Amidst the worst of times, three bold women banished fear. They dared to declare that collectivism was evil. They stood up for natural rights, the only philosophy that provided a moral basis for opposing tyranny everywhere. They celebrated old-fashioned rugged individualism. They envisioned a future when people could again be free. They expressed a buoyant optimism that inspired millions.
All were outsiders who transcended difficult beginnings. Two were immigrants. One was born in frontier territory not yet part of the United States. They struggled to earn money as writers in commercial markets dominated by ideological adversaries. All were broke at one time or another. They endured heartaches with men — one stayed in a marriage that became sterile, and two became divorced and never remarried.

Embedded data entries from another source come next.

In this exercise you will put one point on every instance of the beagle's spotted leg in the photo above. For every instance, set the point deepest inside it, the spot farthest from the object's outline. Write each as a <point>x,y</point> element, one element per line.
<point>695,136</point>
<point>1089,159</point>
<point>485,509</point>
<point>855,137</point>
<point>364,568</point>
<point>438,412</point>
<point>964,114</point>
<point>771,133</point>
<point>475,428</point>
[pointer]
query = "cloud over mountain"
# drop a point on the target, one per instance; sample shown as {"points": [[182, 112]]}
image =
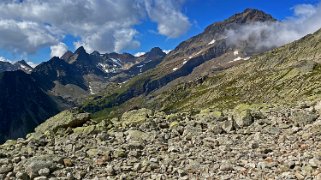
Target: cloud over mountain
{"points": [[306, 20], [100, 25]]}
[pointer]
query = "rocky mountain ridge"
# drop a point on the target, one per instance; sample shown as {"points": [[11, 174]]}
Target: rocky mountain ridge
{"points": [[19, 65], [211, 47], [61, 83]]}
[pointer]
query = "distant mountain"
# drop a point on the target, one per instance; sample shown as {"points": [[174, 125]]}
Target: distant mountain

These women who had such humble beginnings — Rose Wilder Lane, Isabel Paterson, and Ayn Rand — published major books during the same year, 1943: The Discovery of Freedom, The God of the Machine, and The Fountainhead, respectively. The women, recalled journalist John Chamberlain, “with scornful side glances at the male business community, had decided to rekindle a faith in an older American philosophy. There wasn’t an economist among them. And none of them was a PhD.” Albert Jay Nock declared, “They make all of us male writers look like Confederate money. They don’t fumble and fiddle around — every shot goes straight to the centre.”